Hockey Hall of Famer Mark Howe, who has his jersey No. 2 retired and hanging in the Wells Fargo Center rafters, feels there’s a good chance Berube will succeed this time around.
“The biggest thing with ‘Chief’ is, like with any good coach, you have to have a passion for what you’re doing and he definitely has the passion,’’ said Howe, director of scouting for the Detroit Red Wings before Friday’s Flyers-Rangers game.
“He’s always had it. I think he’s somebody that you look at, he kind of reminds of when I played for Paul Holmgren (Flyers coach from 1988-91). He’s been there, he’s been through the wars. If a young player doesn’t have respect for that, I would think he would need his head adjusted.’’
Berube’s overall record with the Flyers was 75-58-28.
“I know when he was coaching the Flyers, his team was structured, it was organized and they always played as a five-man unit,’’ Howe said. “The talent level was just OK when he was coaching here and for the talent he had, I thought he exceeded what my expectations were.’’
Berube takes over a St. Louis which has underachieved for a couple seasons. Through 20 games, the Blues had a record of 7-10-3 and are last in the Central Division.
“In order to be a good coach, you have to get he most out of your players,’’ Howe said.
Left unsaid: Getting the most out of this underachieving Blues crew won’t be easy.
Howe thinks Berube has a good eye for strengths and weaknesses in players, an asset no doubt enhanced by his year of scouting for Canada.
“You always identify what a player’s weaknesses are and what his strengths are,’’ Howe said. “Then you attack the weaknesses.
“I think Chief will do well. I watched St. Louis a few weeks ago. I just think their team was underachieving for their expectations. Mike Yeo is a good coach but sometimes players just quit responding.
“Chief is honest, he will be demanding. He comes right to the point. I would much rather have my coach be like that – let me know what I have to do and if I don’t, get my butt on the bench.

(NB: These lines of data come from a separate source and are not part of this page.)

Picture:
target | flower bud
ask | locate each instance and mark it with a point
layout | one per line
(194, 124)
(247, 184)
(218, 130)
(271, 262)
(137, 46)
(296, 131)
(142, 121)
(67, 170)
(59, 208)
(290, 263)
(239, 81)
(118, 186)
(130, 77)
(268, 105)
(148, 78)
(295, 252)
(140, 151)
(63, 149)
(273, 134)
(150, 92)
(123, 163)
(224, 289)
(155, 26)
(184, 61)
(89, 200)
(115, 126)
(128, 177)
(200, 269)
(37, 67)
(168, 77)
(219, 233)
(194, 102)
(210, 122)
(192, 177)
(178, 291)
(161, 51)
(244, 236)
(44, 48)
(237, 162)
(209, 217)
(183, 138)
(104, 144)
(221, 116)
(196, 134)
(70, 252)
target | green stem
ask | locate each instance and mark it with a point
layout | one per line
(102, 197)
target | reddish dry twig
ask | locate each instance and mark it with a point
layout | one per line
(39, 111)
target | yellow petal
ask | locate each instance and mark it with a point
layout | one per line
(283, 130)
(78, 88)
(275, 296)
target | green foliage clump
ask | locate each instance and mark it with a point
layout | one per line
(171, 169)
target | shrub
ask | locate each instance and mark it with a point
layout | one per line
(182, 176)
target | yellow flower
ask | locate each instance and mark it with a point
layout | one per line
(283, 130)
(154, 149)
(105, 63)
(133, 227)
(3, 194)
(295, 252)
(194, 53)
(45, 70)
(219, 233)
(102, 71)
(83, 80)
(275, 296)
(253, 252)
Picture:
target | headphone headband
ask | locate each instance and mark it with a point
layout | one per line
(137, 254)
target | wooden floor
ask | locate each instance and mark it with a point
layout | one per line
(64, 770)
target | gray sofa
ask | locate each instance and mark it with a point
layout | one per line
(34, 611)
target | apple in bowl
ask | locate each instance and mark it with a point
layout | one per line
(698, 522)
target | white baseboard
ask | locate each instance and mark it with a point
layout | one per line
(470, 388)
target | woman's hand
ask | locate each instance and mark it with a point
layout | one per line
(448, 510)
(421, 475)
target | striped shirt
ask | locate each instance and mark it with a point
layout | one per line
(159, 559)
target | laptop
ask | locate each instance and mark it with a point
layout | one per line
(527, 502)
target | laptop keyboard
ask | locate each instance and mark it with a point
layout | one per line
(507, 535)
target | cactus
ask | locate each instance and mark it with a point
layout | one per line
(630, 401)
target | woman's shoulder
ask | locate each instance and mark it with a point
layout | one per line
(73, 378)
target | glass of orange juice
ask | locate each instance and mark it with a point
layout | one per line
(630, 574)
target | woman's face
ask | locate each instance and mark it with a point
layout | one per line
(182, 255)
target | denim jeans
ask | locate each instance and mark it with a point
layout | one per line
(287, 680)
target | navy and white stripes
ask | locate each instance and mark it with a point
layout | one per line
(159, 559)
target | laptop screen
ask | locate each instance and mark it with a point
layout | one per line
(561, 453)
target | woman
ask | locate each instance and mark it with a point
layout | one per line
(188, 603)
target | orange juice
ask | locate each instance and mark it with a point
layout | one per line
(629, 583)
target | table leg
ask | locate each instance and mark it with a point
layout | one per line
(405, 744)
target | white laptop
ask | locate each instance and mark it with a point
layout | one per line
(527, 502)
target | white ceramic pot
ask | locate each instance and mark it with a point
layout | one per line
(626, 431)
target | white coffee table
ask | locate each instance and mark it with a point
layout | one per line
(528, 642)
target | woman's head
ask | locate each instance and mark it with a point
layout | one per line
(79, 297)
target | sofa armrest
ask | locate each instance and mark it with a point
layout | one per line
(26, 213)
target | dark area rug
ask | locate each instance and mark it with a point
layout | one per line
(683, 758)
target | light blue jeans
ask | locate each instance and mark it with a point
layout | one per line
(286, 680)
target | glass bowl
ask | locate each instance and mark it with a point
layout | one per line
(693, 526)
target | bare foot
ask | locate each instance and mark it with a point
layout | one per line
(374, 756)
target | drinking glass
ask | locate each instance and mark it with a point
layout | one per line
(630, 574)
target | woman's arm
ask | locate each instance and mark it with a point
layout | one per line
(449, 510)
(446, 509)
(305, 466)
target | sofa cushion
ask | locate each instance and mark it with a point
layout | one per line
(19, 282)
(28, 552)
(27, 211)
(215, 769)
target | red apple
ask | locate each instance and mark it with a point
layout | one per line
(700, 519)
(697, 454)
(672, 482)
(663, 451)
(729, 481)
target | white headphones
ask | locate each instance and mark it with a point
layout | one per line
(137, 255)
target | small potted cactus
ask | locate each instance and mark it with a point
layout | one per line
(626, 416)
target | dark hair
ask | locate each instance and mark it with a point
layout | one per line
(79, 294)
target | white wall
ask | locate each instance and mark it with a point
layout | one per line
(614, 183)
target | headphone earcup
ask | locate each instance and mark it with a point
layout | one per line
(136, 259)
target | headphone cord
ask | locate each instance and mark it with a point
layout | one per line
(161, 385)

Do your job.’’
Hitchcock returns, too
Just when you thought Ken Hitchcock was done coaching for good, back he comes for one more kick at the can, this time in Edmonton. The hiring basically happened in the same 24-hour news cycle as Berube.

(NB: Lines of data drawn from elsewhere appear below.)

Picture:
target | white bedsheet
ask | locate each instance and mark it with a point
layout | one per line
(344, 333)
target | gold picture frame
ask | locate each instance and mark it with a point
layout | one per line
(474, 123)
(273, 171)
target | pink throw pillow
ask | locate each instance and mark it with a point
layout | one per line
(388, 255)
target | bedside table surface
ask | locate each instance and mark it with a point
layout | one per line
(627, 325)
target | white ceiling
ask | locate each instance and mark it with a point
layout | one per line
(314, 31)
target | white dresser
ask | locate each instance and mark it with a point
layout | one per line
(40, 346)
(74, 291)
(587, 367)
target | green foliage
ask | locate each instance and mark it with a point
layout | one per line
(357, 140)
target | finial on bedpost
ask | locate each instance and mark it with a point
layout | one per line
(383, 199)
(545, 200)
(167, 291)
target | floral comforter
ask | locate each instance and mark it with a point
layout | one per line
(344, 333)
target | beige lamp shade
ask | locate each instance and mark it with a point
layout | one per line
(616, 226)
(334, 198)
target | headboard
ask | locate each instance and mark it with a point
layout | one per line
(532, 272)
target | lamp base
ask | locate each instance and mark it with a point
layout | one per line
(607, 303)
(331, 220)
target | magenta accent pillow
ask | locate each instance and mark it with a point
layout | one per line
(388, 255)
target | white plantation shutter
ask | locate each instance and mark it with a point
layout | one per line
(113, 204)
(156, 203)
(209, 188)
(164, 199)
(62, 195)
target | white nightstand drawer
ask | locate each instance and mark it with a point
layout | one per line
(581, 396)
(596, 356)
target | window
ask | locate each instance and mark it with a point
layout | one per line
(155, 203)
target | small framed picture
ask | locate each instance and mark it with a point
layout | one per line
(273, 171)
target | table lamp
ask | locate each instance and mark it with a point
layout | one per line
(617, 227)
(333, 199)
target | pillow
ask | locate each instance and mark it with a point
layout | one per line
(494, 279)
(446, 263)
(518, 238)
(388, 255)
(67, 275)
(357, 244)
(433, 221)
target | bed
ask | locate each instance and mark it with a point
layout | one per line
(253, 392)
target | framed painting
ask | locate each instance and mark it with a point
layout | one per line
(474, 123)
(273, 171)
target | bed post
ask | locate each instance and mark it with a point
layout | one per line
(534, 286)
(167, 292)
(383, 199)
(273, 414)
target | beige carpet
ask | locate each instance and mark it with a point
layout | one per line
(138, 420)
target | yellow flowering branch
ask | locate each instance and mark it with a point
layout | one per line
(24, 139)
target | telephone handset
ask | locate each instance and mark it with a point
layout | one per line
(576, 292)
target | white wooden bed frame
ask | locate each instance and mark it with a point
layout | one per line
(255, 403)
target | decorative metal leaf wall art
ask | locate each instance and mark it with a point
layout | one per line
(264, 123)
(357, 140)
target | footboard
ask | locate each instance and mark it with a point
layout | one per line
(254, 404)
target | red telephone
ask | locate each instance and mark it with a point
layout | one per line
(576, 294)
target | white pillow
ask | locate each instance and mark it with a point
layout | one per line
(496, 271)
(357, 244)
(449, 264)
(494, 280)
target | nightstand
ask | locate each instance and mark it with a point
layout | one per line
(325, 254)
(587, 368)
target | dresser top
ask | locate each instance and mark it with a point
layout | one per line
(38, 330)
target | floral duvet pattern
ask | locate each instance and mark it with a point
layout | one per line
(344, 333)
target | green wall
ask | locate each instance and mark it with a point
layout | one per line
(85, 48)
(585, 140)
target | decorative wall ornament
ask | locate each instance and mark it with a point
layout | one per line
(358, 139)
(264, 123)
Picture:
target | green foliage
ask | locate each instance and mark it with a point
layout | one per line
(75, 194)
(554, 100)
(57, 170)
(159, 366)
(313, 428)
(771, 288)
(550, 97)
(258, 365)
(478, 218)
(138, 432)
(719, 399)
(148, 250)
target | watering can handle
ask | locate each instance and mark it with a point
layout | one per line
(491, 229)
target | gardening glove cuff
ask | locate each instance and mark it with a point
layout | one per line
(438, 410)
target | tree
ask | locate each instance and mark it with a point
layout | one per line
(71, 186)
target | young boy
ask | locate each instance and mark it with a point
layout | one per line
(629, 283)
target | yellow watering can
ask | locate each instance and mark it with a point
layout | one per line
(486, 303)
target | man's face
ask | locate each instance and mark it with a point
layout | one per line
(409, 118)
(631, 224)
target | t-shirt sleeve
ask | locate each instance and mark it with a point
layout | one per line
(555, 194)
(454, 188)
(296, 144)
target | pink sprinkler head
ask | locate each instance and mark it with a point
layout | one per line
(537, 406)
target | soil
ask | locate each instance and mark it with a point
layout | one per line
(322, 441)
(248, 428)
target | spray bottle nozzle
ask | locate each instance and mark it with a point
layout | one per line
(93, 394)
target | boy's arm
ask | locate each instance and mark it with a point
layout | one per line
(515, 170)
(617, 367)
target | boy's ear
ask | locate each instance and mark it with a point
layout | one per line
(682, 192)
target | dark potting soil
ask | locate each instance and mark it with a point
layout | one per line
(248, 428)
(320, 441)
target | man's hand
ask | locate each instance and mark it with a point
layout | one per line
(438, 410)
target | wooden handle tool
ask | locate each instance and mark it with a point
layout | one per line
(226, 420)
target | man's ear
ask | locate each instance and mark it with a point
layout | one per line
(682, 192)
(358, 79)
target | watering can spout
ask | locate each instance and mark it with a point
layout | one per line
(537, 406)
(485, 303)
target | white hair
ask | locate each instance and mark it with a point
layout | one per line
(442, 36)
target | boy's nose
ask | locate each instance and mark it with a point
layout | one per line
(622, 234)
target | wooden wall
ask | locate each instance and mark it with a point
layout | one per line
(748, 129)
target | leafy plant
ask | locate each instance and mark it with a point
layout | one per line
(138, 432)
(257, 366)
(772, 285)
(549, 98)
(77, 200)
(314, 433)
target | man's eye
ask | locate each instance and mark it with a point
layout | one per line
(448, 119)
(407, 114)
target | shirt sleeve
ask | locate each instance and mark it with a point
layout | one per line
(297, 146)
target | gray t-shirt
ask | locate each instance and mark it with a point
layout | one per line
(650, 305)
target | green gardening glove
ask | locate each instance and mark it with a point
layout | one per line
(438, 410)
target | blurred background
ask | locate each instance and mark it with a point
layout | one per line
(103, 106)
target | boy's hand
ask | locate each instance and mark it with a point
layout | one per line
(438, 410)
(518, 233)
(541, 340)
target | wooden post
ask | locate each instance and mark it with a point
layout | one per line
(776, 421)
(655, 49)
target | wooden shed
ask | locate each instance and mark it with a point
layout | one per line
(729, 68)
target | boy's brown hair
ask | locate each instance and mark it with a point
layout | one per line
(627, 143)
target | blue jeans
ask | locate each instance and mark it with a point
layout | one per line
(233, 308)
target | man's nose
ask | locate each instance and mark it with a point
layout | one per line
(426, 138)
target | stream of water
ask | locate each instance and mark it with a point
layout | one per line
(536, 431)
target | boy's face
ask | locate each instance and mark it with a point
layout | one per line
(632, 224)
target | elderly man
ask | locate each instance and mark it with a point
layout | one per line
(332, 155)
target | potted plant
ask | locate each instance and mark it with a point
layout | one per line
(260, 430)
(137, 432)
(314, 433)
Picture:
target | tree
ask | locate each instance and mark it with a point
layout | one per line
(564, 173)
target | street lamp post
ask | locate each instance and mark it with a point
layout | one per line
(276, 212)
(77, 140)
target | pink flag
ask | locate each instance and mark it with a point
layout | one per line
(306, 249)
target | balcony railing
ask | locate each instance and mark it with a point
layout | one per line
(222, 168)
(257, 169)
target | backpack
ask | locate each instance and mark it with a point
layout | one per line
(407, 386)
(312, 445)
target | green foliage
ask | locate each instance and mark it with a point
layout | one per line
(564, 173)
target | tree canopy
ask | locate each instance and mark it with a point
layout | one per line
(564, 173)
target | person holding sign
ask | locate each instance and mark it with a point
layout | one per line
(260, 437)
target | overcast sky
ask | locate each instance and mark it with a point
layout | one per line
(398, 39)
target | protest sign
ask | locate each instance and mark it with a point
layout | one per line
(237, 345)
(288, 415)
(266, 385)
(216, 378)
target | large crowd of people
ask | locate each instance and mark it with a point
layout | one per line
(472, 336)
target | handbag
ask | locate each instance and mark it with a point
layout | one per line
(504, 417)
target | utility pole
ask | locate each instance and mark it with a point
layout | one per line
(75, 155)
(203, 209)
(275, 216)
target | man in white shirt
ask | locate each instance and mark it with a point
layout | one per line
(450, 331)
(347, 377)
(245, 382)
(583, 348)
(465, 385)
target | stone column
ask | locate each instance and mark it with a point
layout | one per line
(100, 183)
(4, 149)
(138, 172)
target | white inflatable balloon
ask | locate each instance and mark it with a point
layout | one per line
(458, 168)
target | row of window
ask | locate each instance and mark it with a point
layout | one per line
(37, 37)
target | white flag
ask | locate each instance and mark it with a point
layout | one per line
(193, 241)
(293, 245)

Hitchcock was a popular coach in his tenure in Philadelphia and if not for some injuries to key players such Eric Desjardins and Danny Markov, the Flyers might have knocked off the Tampa Bay Lightning in the 2004 Eastern Conference finals.
Like the situation in St. Louis, the Oilers were underachieving, hardly understandable with superstar Connor McDavid on the roster.
“It’s not going to change overnight, but we can start taking some steps,” said Hitchcock. “I told the players today I can take them to a place personally that they can’t get to themselves, but they’ve got to buy into that, and it’s not going to be comfortable at times.’’
Around the NHL
How quickly they disappear: The Ottawa hockey rink now known as the Canadian Tire Centre is only 22 years old but they’re already talking about scrapping it for new digs. Thing is, they should never have built the damn thing a half-hour drive from downtown in the first place. The dream was to build luxury condos, a big hotel and a shopping mall but that never happened. One big problem: Rush hour traffic. Good luck with the new plan. . .
The Flyers play at Pittsburgh on Sunday, Dec. 2 but don’t look for Matt Murray in goal for the Penguins. He’s out with a lower-body injury and won’t be back in time for that game. . .
New Jersey 14-year-old hockey player Luke Rogers, a Marlboro, N.J. native who is battling leukemia, will be in attendance for Tuesday night’s home game against the Senators, when the Flyers host their “Hockey Fights Cancer’’ night. Rogers, who recently skated with his boyhood idol, James van Riemsdyk, after a Flyers practice, signed a one-day contract with the Flyers, making him an “unofficial’’ member of the team for the Ottawa game.